NCT number NCT00891696
Other study ID # 08-306
Secondary ID R01AR049877
Status Completed
Phase Phase 1
First received April 29, 2009
Last updated May 1, 2017
Start date April 2009
Est. completion date March 2015

Study information

Verified date June 2015
Source The University of Texas Medical Branch, Galveston
Contact n/a
Is FDA regulated No
Health authority
Study type Interventional

Clinical Trial Summary

Muscle wasting, which involves the loss of muscle tissue, is common in many conditions, such as cancer, AIDS, trauma, kidney failure, bone fracture, and sepsis. It is also prevalent among the elderly and in people who experience periods of physical inactivity and weightlessness. Muscle wasting can lead to overall weakness, immobility, physical dependence, and a greater risk of death when exposed to infection, surgery, or trauma. There is a need to develop scientifically based treatments that prevent muscle wasting. As one step towards such a goal, this study will examine the physiological and cellular mechanisms that regulate skeletal muscle growth.


Description:

Skeletal muscle comprises about 40% of one's body weight and contains about 50% to 75% of all the proteins in the human body. The turnover of protein is a regular process in the human body. In healthy adults, the interplay between muscle protein synthesis and muscle protein breakdown results in no net growth or loss of muscle mass.

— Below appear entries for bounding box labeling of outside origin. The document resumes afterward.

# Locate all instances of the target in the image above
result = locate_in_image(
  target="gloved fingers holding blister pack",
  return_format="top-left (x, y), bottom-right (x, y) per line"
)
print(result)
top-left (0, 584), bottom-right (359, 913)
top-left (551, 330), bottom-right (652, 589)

But when the scale tips towards muscle protein breakdown, muscle wasting can occur. This can result in negative consequences, because not only does muscle fill the obvious role of converting chemical energy into mechanical energy for moving and maintaining posture, but muscle is also involved in the following less apparent roles: regulating metabolism; removing potentially toxic substances from blood circulation; producing fuel for other tissues; storing energy and nitrogen, both of which are important for fueling the brain and immune system; and facilitating wound healing during malnutrition, starvation, injury, and disease. Therefore, muscle is important not only for physical independence but also for mere survival of the human body. In fact, a mere 30% loss of the body's proteins results in impaired respiration and circulation and can eventually lead to death. The purpose of this study is to examine the physiological and cellular mechanisms that regulate skeletal muscle growth. Results from the study may help to develop future treatments for maintaining and possibly increasing muscle mass as a way to improve function, reduce disease complications, and increase survival.

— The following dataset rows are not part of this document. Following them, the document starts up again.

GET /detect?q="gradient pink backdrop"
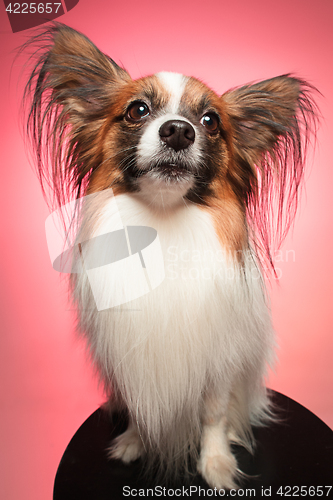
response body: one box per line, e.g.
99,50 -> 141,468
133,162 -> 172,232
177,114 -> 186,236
0,0 -> 333,500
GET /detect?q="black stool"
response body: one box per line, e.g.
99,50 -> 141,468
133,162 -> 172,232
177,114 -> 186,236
53,391 -> 333,500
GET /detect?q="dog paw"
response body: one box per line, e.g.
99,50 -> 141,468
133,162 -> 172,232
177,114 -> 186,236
108,429 -> 144,464
198,454 -> 237,490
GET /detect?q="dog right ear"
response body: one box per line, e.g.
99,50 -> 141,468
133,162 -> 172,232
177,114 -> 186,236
27,23 -> 131,113
21,23 -> 131,205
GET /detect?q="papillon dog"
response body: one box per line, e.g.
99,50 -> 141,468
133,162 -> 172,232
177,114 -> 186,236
25,24 -> 316,489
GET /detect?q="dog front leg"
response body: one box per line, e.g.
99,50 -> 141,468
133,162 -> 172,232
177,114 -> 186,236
198,389 -> 237,489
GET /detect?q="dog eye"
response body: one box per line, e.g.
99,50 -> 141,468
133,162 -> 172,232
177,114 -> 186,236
200,113 -> 220,134
126,101 -> 150,122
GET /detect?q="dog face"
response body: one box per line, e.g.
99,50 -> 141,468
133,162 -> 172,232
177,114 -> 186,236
106,73 -> 228,208
26,24 -> 316,268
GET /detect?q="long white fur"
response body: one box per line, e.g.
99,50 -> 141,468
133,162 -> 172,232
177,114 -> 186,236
70,75 -> 274,487
75,194 -> 272,472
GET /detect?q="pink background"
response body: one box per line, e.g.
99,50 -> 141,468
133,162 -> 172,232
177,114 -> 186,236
0,0 -> 333,500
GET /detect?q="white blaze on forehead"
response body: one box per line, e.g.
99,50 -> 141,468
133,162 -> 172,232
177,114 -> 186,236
156,71 -> 188,113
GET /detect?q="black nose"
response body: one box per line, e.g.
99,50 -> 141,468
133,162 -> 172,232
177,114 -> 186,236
159,120 -> 195,151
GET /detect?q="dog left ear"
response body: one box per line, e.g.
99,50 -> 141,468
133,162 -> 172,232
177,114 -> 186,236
221,75 -> 317,270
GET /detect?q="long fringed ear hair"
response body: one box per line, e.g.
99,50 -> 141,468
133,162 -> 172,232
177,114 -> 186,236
21,23 -> 131,211
222,75 -> 318,270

This study will enroll healthy participants who will be randomly assigned to one of several treatment arms within one of three separate experiments. Overall, the three experiments will examine the following: (1) whether the mammalian target of rapamycin (mTOR) signaling pathway--a group of molecules that work together to control a specific cellular function--is responsible for stimulating muscle protein synthesis after resistance exercise and/or ingestion of an amino acid supplement; (2) whether restricting blood flow with a blood pressure cuff during low-intensity resistance exercise ultimately leads to muscle protein synthesis; and (3) whether aging is associated with reduced physiological and cellular mechanisms that are related to muscle protein synthesis and whether such a reduction can be overcome by post-exercise ingestion of an amino acid supplement or blood flow restriction during low-intensity resistance exercise.

Depending on which treatment arm participants are assigned to, they may receive amino acid supplementation, the drug rapamycin, the drug sodium nitroprusside, and/or placebo. They may also undergo high-intensity resistance exercise, low-intensity resistance exercise, or low-intensity resistance exercise along with blood flow restriction. All participants will attend a single 8-hour study visit and a follow-up visit 1 week later. During the study visit, participants will undergo the following: measurements of vital signs, height, and weight; blood and urine sampling; a dual energy x-ray absorptiometry (DEXA) scan; and an infusion study that will include additional blood sampling, muscle biopsies, and assigned interventions. The follow-up visit will include evaluation of any incisions that were made during the infusion study.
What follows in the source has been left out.